Marko, Champagnolais d’origine (nom magique et sonore, Champagnole, la perle du Jura est-il utile de le rappeler à tous les lecteurs), né la même année que le premier choc pétrolier et la mort de Picasso, y’a pas de secret… Je vis depuis 2006 dans un trou paumé en Bretagne.

Auparavant, J’ai habité pas mal d’années à Besançon (coucou les copaings !!!) où je jouais dans des groupes comme Stéroïds, Fuel injekted kids et Ratfink. J’ai été président puis salarié de l’asso Kanivo Chaos (asso qu’on a créée en 1997 avec Jean-Sé de Stéroïds et Alex de Lysteria).

Blasting Dead c’est juste un nom plutôt chantant que j’utilise depuis 2005. Au début c’était un petit label punk (y’a eu le 10’’ de Tanker Chaos ‘blast or die ‘ puis, euh… puis, plus rien). La crise financière de 2006 (précoce celle là) ayant eu raison du label.

Par la suite, j’ai gardé le nom pour signer certains dessins. Je propose donc maintenant sous l’étiquette « Blasting Dead Artwork » des illustrations (des pochettes de disques, des logos, les t-shirts, des affiches, ce que tu veux en fait). C’est mon métier depuis 2008.

 

2. Je sais que tu dessines depuis longtemps, mais Blasting Dead Artwork n'existe que depuis 2007/2008. Pourquoi avoir attendu si longtemps?

Avant 2006 je n’étais pourvu que de deux mains gauches, pas évident… De plus, je n’avais pas vraiment le temps de dessiner entre les répets des groupes, les concerts, les tournées, les cuites chez les copains, les cuites chez moi, les cuites au troquet, les activités de l’asso ou encore les parties de Risk.

Je dessine depuis longtemps, c’est vrai, mais c’était plus du gribouillage qu’autre chose. Bon, il y a eu quelques tentatives sympathiques avec le graf-zine Stérozine (avec Jean-Sé, Tramber aka Fraku et le Sam Robert) puis quelques dessins  dans Kanivo Infos (tiens, tiens…) et quelques pochettes par ci par là (Le 7’’ de Lysteria, la k7 des Killing Tomatoes entre autres).

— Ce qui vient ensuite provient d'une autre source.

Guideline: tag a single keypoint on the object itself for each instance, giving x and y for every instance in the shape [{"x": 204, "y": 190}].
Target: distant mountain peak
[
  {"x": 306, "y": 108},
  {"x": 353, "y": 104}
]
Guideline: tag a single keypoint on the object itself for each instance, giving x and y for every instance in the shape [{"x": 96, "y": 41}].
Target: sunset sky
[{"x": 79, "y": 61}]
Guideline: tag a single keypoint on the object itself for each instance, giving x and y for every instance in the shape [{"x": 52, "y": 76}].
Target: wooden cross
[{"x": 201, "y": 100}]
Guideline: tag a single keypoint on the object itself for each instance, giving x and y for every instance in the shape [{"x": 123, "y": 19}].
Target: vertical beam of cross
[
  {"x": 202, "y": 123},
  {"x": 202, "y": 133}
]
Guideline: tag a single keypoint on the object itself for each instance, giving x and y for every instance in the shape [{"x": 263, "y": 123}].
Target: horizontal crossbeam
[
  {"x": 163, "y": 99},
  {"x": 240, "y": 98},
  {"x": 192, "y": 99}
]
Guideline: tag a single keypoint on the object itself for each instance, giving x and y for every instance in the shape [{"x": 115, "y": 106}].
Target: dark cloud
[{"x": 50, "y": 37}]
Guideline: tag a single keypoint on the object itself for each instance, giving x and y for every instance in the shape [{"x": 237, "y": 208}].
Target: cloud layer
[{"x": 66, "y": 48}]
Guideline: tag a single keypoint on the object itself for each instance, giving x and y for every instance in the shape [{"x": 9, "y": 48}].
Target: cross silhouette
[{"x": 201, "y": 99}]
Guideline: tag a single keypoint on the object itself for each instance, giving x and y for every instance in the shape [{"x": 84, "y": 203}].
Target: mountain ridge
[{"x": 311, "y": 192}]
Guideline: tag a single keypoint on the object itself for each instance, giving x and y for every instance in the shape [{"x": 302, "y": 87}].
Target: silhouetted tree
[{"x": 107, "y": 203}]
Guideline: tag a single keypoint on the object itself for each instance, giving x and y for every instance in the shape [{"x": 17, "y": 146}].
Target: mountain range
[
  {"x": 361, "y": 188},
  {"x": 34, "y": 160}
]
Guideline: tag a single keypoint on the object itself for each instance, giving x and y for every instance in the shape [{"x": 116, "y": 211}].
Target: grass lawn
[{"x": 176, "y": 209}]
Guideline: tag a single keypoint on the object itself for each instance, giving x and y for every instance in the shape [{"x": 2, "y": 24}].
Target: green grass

En fait le dessin ça demande beaucoup de travail, et y’a pas photo pour progresser faut taffer tout les jours (et moi j’ai un poil dans la main, chose bien pratique quand j’ai plus de pinceau comme dirait l’ami Roland Roquais). Je suis autodidacte, je n’ai pas fait les beaux arts ou une école de graphisme, alors j’essaie de m’améliorer, je teste de nouvelles techniques, de nouveau supports ou médiums et j’observe le travail des autres dessineux, je suis avide du moindre conseil… Et c’est vrai que depuis que je suis en Bretagne, ben on me fout la paix, je peux me concentrer sur mes dessins haha…

 

3. Tu travailles des visuels pour les labels/Groupes/Asso... Comment le contact se fait-t-il avec ce genre de 'clients', si je peux les appeler ainsi? ...et travailles tu avec d'autres catégories de personnes/organismes?

Et bien Il y a un outil bien pratique maintenant c’est Internet. J’ai mon p‘tit site avec une galerie et la majorité de mes commandes passent par ce réseau. C’est quand même la classe de pouvoir travailler avec des punks en Indonésie, au Brésil ou en Europe du Nord. Sans l’outil internet, se serait beaucoup moins évident de diffuser mes dessins et donc d’être contacté pour une commande. C’est le même phénomène pour un groupe. Je me rappelle l’époque où on envoyait nos démos k7 par la poste, les colis dans la boite aux lettres, les kilos de fanzines qu’on accumulait, ça avait son charme cela dit. Fallait être motivé pour monter une tournée…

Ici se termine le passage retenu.